„Beten Sie, kämpfen Sie, helfen Sie uns“

Kunsthandwerker verabschieden sich schweren Herzens aus dem Mühlehof – Aussteller bringen Rathaus als Austragungsort ins Spiel

Von Ulrike Stahlfeld Erstellt: 30. November 2015, 00:00 Uhr
„Beten Sie, kämpfen Sie, helfen Sie uns“ Noch einmal lockt der Kunsthandwerkermarkt im Mühlehof Besucher an. Manuela Pflug aus Diefenbach (Bild oben) stellt Papierschmuck her. Darunter: Gravurarbeiten von Margarete Kölblin. Foto: Stahlfeld

Der Mühlacker Kunsthandwerkermarkt hat Generationen von Liebhabern kunstvoll gestalteter nützlicher oder einfach nur schöner Dinge in den Mühlehof gelockt. Am Sonntag schloss dort der letzte Markt seine Pforten, und eine Ära ging nach 36 Jahren zu Ende.

Mühlacker. Die Stimmung sowohl bei Ausstellern als auch bei Besuchern schwankte am Samstag und Sonntag. In die Enttäuschung und den Ärger darüber, dass der Mühlehof tatsächlich abgerissen werden soll und der Markt deshalb hier nicht mehr stattfinden kann, mischte sich die Hoffnung, dass der Kunsthandwerkermarkt an anderer Stelle weitergeführt wird. Besucher und Aussteller diskutierten teilweise heftig an den Ständen. Der Verkauf war manchmal nur noch zweitrangig.

„Beten Sie, dass wir nächstes Jahr woanders sein können. Kämpfen Sie, ja helfen Sie uns.“ Monika Schweikert gehört gewissermaßen zum Inventar des Kunsthandwerkermarktes. Von Anfang an ist die Mühlackerin mit dabei und verkauft ihr über die Jahre hinweg der jeweiligen Mode entsprechend angepasstes Repertoire vor allem an Strick- und Häkelarbeiten.

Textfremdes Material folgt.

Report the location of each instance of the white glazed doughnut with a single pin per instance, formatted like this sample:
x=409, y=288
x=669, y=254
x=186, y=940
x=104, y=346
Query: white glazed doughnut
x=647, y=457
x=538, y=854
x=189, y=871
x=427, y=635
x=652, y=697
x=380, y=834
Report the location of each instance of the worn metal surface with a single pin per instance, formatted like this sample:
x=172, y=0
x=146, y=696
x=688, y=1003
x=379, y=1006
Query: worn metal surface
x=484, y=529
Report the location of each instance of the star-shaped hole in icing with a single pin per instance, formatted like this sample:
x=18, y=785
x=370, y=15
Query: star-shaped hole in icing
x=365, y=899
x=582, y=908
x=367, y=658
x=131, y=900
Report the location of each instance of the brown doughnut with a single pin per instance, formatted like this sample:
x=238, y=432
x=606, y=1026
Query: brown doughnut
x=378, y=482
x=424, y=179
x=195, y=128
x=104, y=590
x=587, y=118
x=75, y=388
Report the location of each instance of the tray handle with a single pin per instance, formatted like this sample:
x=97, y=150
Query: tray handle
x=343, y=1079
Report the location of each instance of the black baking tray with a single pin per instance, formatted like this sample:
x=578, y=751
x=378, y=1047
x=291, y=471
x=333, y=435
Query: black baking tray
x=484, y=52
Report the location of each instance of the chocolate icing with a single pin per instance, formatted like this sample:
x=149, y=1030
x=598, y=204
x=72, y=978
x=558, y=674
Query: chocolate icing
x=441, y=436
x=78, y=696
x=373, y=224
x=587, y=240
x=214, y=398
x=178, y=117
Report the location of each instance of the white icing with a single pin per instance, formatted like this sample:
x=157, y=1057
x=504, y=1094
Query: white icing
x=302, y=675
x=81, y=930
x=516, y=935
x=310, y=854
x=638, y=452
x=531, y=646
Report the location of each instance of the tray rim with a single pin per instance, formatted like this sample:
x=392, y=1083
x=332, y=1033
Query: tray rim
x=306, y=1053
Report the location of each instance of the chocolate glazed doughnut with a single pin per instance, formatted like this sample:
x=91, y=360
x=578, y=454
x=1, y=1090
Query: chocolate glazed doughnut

Sie gehörte am Wochenende zu den 35 Marktteilnehmern, die im Mühlehof auf zwei Etagen ihre Arbeiten ausbreiteten. Das traditionell vom Lions Club Mühlacker bewirtete Marktcafé hatte der Förderverein der Ulrich-von-Dürrmenz-Schule übernommen. Mit großem Engagement sorgten die Eltern für Kuchenspenden, die zugunsten der Fördervereins-Kasse verkauft wurden. „Der Erlös kommt direkt wieder den Schülern zugute“, so eine der Helferinnen. Der Lions Club indes hatte seine Zelte oder besser gesagt Hütten dieses Mal auf dem Weihnachtsmarkt aufgeschlagen.

Auch in dem im kleinen Mühlehofsaal untergebrachten Markt-Café wurde am Wochenende aufgeregt diskutiert. „Mühlacker würde etwas fehlen“, waren sich zwei Besucherinnen aus Ötisheim einig. Gerade die Kombination mit dem Weihnachtsmarkt vor der Tür mache den Reiz dieser Veranstaltung aus. Was nütze es also, den Weihnachtsmarkt in den Uhlandbau zu verlegen? „Da fehlt die Atmosphäre“, meinten die Tischnachbarn. „Da muss sich Mühlacker etwas einfallen lassen“, so der Tenor. Schließlich solle auch der Sender weichen, und am Ende folge die große Ernüchterung nach der Gartenschau.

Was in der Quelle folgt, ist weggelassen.